Two new polls out last week indicate Democrat Barack Obama and Republican Mike Huckabee could win their respective caucuses in Iowa, upending the national front-runners and reconfiguring the 2008 presidential race.
With only 38 days left until the Jan. 3 caucuses, the two are proving the old "Nagle rule" of Iowa caucus politics. That truism, dictated years ago by former state chairman and congressman Dave Nagle, says the key to winning an Iowa caucus fight is to "organize, organize, organize - then get hot at the end."
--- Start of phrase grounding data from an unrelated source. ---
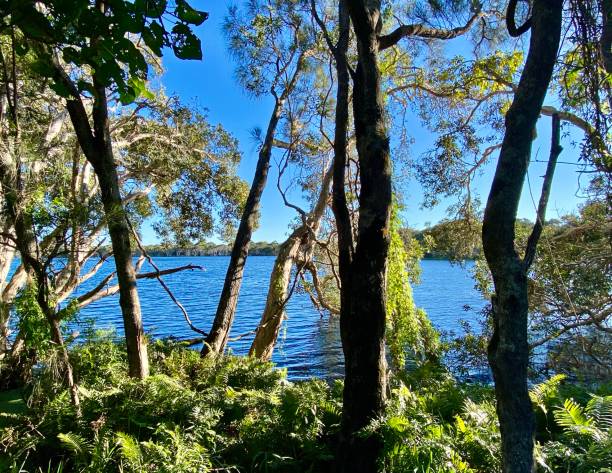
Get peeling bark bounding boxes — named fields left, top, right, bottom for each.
left=202, top=54, right=306, bottom=357
left=249, top=164, right=333, bottom=359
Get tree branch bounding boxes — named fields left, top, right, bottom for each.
left=524, top=113, right=562, bottom=270
left=378, top=9, right=486, bottom=50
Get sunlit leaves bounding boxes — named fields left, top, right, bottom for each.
left=2, top=0, right=207, bottom=103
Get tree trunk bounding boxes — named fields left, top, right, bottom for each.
left=201, top=99, right=283, bottom=356
left=0, top=238, right=16, bottom=352
left=90, top=146, right=149, bottom=379
left=48, top=314, right=80, bottom=413
left=335, top=1, right=392, bottom=471
left=249, top=164, right=333, bottom=359
left=481, top=2, right=562, bottom=472
left=62, top=73, right=149, bottom=379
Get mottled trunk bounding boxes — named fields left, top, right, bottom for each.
left=0, top=239, right=16, bottom=352
left=249, top=165, right=333, bottom=359
left=482, top=2, right=562, bottom=473
left=337, top=1, right=392, bottom=471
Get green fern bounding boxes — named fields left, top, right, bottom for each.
left=57, top=432, right=91, bottom=460
left=529, top=374, right=566, bottom=415
left=115, top=432, right=143, bottom=469
left=586, top=395, right=612, bottom=432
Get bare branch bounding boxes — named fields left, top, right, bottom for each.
left=378, top=9, right=486, bottom=50
left=524, top=113, right=562, bottom=270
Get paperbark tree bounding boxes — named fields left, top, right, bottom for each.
left=3, top=0, right=208, bottom=379
left=202, top=0, right=312, bottom=356
left=249, top=163, right=333, bottom=359
left=202, top=62, right=304, bottom=355
left=481, top=1, right=563, bottom=472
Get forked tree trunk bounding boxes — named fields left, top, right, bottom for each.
left=482, top=2, right=562, bottom=472
left=249, top=164, right=333, bottom=359
left=336, top=1, right=392, bottom=471
left=202, top=56, right=305, bottom=357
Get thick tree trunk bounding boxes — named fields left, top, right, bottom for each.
left=481, top=2, right=562, bottom=473
left=336, top=1, right=392, bottom=471
left=63, top=75, right=149, bottom=379
left=90, top=146, right=149, bottom=379
left=249, top=165, right=333, bottom=359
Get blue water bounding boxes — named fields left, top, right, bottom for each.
left=67, top=257, right=486, bottom=379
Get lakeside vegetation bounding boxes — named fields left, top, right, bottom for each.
left=0, top=0, right=609, bottom=472
left=1, top=335, right=610, bottom=473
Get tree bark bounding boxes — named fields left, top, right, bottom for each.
left=202, top=56, right=305, bottom=357
left=58, top=67, right=149, bottom=379
left=481, top=2, right=563, bottom=472
left=249, top=164, right=333, bottom=359
left=334, top=1, right=392, bottom=471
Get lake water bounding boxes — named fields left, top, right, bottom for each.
left=70, top=256, right=487, bottom=379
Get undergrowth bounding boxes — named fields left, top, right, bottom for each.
left=0, top=333, right=610, bottom=472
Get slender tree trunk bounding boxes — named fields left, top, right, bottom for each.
left=202, top=100, right=283, bottom=356
left=45, top=301, right=80, bottom=414
left=482, top=2, right=562, bottom=472
left=202, top=53, right=306, bottom=356
left=333, top=1, right=392, bottom=471
left=249, top=164, right=333, bottom=359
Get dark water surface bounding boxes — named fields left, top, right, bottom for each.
left=70, top=257, right=486, bottom=379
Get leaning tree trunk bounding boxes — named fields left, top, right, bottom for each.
left=336, top=1, right=392, bottom=472
left=249, top=164, right=333, bottom=359
left=202, top=55, right=305, bottom=357
left=201, top=100, right=283, bottom=356
left=481, top=2, right=562, bottom=472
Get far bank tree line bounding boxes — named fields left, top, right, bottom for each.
left=0, top=1, right=609, bottom=473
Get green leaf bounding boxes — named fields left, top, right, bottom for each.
left=127, top=76, right=155, bottom=100
left=175, top=0, right=209, bottom=26
left=134, top=0, right=167, bottom=18
left=13, top=42, right=29, bottom=57
left=49, top=80, right=72, bottom=98
left=171, top=23, right=202, bottom=60
left=76, top=79, right=95, bottom=96
left=30, top=58, right=54, bottom=78
left=12, top=6, right=54, bottom=40
left=142, top=20, right=165, bottom=57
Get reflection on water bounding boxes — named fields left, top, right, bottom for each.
left=69, top=256, right=486, bottom=380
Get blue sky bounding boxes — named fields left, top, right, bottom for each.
left=141, top=1, right=589, bottom=245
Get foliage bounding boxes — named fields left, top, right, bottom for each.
left=1, top=339, right=610, bottom=472
left=1, top=0, right=207, bottom=103
left=386, top=201, right=440, bottom=371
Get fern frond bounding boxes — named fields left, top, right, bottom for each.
left=115, top=432, right=143, bottom=465
left=586, top=395, right=612, bottom=432
left=555, top=398, right=592, bottom=428
left=57, top=432, right=91, bottom=457
left=529, top=374, right=566, bottom=414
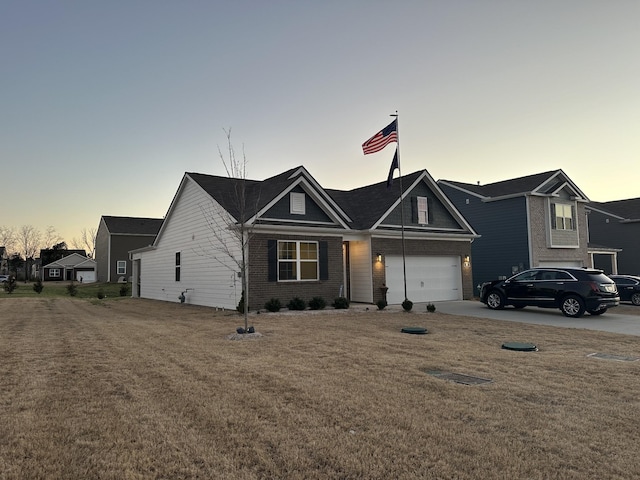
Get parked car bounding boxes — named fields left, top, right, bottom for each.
left=609, top=275, right=640, bottom=306
left=479, top=267, right=619, bottom=318
left=0, top=274, right=10, bottom=283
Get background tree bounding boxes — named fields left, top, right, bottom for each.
left=42, top=226, right=63, bottom=249
left=8, top=253, right=23, bottom=279
left=17, top=225, right=41, bottom=281
left=72, top=227, right=97, bottom=258
left=0, top=226, right=16, bottom=253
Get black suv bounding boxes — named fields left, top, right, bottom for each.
left=479, top=267, right=619, bottom=318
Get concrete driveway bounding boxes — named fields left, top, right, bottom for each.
left=430, top=300, right=640, bottom=336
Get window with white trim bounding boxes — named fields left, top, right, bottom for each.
left=117, top=261, right=127, bottom=275
left=49, top=268, right=60, bottom=278
left=290, top=192, right=306, bottom=215
left=278, top=241, right=318, bottom=281
left=554, top=203, right=574, bottom=230
left=417, top=196, right=428, bottom=225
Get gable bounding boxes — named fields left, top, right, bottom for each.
left=374, top=172, right=477, bottom=235
left=260, top=185, right=341, bottom=227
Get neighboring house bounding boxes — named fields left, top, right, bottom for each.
left=95, top=216, right=163, bottom=283
left=439, top=170, right=600, bottom=292
left=130, top=166, right=478, bottom=309
left=0, top=246, right=7, bottom=275
left=42, top=253, right=97, bottom=282
left=587, top=198, right=640, bottom=275
left=38, top=248, right=87, bottom=280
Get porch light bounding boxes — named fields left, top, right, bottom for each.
left=376, top=253, right=383, bottom=262
left=463, top=255, right=471, bottom=268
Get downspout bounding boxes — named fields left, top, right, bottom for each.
left=526, top=195, right=534, bottom=268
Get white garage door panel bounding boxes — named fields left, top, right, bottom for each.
left=385, top=255, right=461, bottom=304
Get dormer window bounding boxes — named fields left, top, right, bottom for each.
left=417, top=196, right=429, bottom=225
left=290, top=192, right=306, bottom=215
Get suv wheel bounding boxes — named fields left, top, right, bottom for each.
left=561, top=295, right=585, bottom=318
left=486, top=290, right=505, bottom=310
left=631, top=293, right=640, bottom=306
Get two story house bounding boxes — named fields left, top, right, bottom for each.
left=587, top=198, right=640, bottom=275
left=439, top=170, right=591, bottom=291
left=95, top=216, right=163, bottom=283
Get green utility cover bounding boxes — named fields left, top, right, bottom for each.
left=401, top=327, right=428, bottom=335
left=502, top=342, right=537, bottom=352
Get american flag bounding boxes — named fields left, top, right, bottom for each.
left=362, top=119, right=397, bottom=155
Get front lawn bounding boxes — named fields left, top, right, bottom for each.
left=1, top=281, right=129, bottom=299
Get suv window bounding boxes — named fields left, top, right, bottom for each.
left=585, top=272, right=614, bottom=284
left=511, top=271, right=539, bottom=282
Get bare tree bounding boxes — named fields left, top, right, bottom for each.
left=42, top=226, right=63, bottom=249
left=0, top=225, right=16, bottom=252
left=72, top=227, right=97, bottom=258
left=17, top=225, right=41, bottom=281
left=200, top=129, right=260, bottom=332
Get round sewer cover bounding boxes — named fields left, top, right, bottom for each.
left=401, top=327, right=428, bottom=335
left=502, top=342, right=538, bottom=352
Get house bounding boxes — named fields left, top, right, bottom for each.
left=587, top=198, right=640, bottom=275
left=42, top=253, right=97, bottom=282
left=130, top=166, right=478, bottom=309
left=439, top=170, right=598, bottom=292
left=37, top=248, right=87, bottom=280
left=0, top=246, right=7, bottom=275
left=95, top=216, right=163, bottom=283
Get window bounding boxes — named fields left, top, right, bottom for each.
left=553, top=203, right=574, bottom=230
left=290, top=192, right=306, bottom=215
left=417, top=196, right=428, bottom=225
left=49, top=268, right=60, bottom=278
left=117, top=261, right=127, bottom=275
left=175, top=252, right=181, bottom=282
left=277, top=241, right=318, bottom=281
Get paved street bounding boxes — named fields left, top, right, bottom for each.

Obama got hot at the Iowa Democratic Party's recent Jefferson-Jackson Dinner, when he gave a superior speech to the audience of 9,000 in Des Moines. Huckabee started warming up when he finished second in the Iowa GOP's August straw poll, and the buzz for him has only increased in subsequent debates and appearances.
Huckabee's good showing comes as he rallies the GOP's substantial bloc of social conservatives. Obama's comes because Democrats are opting for a candidate offering a fresh start over one with more experience... Obama's uptick appears to result from a growing number of Iowa Democrats who are opting for a candidate offering a "new direction and new ideas." Some 55 percent seek that in a candidate, up from 49 percent in July. Only 33 percent prefer a candidate with strength and experience, down from 39 percent in July. Obama wins the new-direction voters; Clinton the strength-and-experience ones.
She also has a problem with men, and is now splitting women with Obama. Only 19 percent of male Democratic caucus-goers support her, and 28 percent back Obama. But 31 percent of the women support Clinton, and 32 percent back Obama.